Once I've done that, I can then also manipulate the document further. So a common issue students have is they may write code that has an error, and if we were to try to knit that document, we would not be able to because of the error. So what we can do is we can then manipulate the code chunks to add new options. So this is going to go through and set error equal to true for all of the code chunks so that when we knit the document, it'll keep knitting even if there is an error at any point in the document.
Once we've done that, we can then, say, turn the document back in text, or we can even just render it directly. So in this case, I could turn it back into an HTML document and examine it. And so again, this makes it very easy to then take the student's code, pull out the pieces I want, and then render just the solution so that I can then mark it much more easily without all of that other sort of cruft around.
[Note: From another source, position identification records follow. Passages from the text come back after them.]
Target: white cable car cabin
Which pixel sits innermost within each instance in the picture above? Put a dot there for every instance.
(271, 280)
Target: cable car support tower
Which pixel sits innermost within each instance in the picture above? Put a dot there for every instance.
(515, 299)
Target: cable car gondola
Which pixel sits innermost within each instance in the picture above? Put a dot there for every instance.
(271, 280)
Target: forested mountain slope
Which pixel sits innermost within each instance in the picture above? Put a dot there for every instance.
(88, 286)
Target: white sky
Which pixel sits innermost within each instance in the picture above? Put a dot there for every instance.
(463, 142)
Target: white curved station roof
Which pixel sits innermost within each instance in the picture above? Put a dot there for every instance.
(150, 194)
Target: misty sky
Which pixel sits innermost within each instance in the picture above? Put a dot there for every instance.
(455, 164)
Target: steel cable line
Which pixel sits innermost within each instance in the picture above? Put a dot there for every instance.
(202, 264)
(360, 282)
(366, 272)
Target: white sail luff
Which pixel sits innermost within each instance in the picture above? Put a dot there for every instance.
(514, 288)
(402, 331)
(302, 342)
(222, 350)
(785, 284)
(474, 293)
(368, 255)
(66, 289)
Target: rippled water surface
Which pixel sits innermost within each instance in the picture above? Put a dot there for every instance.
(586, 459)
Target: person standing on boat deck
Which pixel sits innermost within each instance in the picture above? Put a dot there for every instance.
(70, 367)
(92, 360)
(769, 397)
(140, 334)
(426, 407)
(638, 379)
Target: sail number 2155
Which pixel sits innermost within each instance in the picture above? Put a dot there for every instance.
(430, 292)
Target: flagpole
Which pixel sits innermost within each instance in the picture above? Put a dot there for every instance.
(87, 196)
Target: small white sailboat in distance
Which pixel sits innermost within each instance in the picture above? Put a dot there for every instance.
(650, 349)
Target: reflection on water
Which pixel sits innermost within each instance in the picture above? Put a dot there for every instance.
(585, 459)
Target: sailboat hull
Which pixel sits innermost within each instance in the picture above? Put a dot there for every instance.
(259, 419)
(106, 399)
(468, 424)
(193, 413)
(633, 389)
Automated feedback with templates
This works really well. In practice, it's a little bit more difficult because we depend on the structure of the document matching exactly what we expect when we're extracting things. And so one of the things that I've also done in practice with this that's been able to be built on top of these tools is the idea of a template, an automatic feedback for the students.
So an RMD template is just a simple representation of the nodes that we expect to find and the various sort of labels and location references that we care about to indicate where they are. And it's just a simple tibble that we can generate using the RMD template function once we've subset it for the elements we want. And once we have that, we can then feed it into another helper function called RMDCheckTemplate, which we can then use that to compare against the student's work. So here I'm comparing against homework01-student. And we get a user-friendly error message out telling you exactly what's missing or what's problematic about the document. So in this case, the student is missing something in exercise one and exercise two. And they're told explicitly what that is, either a code chunk or markdown text or what it's particularly looking for in that context.
So an RMD template is just a simple representation of the nodes that we expect to find and the various sort of labels and location references that we care about to indicate where they are.
And so this is something we're actually able to deploy to students this semester via GitHub Actions. And if it's something that you're interested in, all of the example code, including the GitHub Action workflows, are included in the repo that I've linked at the bottom there. Thank you very much for watching. Additional details about the package are available on GitHub. And please let us know if you have any feedback on the package breaks or you have an interesting use case. Thanks.